I have been extremely blessed to have the opportunity to assist many people I encounter, with a focus often being with LGBTAI+ people of faith who struggle to feed both realities of their faith and sexuality within their lives. This area, while very important to me for over 10 years, has been dormant for a while. So, its reawakening has been very exciting, though has also opened the doors I thought I had nailed shut pretty strongly. These doors were to hold back many friends and family who feel very comfortable telling me I am NOT a Christian, that homosexuals cannot be Christians, etc.

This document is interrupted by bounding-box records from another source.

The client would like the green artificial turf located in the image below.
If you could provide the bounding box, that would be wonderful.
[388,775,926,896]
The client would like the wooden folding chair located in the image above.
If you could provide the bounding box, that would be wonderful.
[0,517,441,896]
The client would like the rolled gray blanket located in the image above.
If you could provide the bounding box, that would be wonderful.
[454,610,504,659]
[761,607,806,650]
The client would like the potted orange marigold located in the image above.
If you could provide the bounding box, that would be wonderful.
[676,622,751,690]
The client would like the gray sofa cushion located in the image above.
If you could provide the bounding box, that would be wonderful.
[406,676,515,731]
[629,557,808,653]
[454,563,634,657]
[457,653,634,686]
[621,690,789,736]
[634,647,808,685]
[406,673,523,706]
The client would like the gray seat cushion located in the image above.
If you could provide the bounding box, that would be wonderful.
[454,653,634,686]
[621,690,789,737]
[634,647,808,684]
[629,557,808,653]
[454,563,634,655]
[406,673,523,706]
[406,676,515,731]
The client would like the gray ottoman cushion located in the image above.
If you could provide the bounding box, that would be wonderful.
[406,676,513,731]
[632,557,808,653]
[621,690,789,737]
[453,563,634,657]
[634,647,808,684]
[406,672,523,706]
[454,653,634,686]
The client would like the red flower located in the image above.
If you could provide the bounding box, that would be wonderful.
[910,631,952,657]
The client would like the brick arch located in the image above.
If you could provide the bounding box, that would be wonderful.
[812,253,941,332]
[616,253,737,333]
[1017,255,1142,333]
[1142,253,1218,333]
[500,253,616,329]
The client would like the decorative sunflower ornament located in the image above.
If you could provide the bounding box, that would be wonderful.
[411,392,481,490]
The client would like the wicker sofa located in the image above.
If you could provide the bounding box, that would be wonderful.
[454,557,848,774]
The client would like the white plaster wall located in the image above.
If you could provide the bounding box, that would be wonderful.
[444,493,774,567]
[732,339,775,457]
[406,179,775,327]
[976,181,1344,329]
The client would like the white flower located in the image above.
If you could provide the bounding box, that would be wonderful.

I would be lying if I didn’t admit I get angry and hurt when this happens. However, despite these opinions, the truth is I DO have the Holy Spirit within me and He is directing my path and that it worth ALL of the negative responses I may encounter!

One indirect (okay, passive/aggressive) post I was exposed to recently involved a Pastor speaking about the sin of homosexuality, and specifically how Pete Buttigieg claimed to be a Christian and “attacked” Mike Pence, calling him a Pharisee. The Pastor went on to say that Pete could NOT be a Christian, and that Mike Pence (who he knew personally) was a wonderful man, a great Christian, and followed the laws of God. He emphasized that it was “horrible” that Pete suggested Mike was a Pharisee, which was offensive and wrong.

Now, let me be clear – the following series is NOT a reflection of Pete Buttigieg or Mike Pence; I do not propose to suggest I know either man’s heart and I will certainly NOT declare either of them a non-Christian! The Bible is clear that we cannot know the heart of man and that those that appear holy can have evil hearts and those that appear retched love God. But this DID make me think long and hard about Jesus’ interactions with the Pharisees and how it impacts our interactions today. So, over the coming days I’d like to review each of these interactions from Jesus and try to see how ALL of us can benefit from His words. I would love to hear from any of my 2.78 readers for their thoughts as well!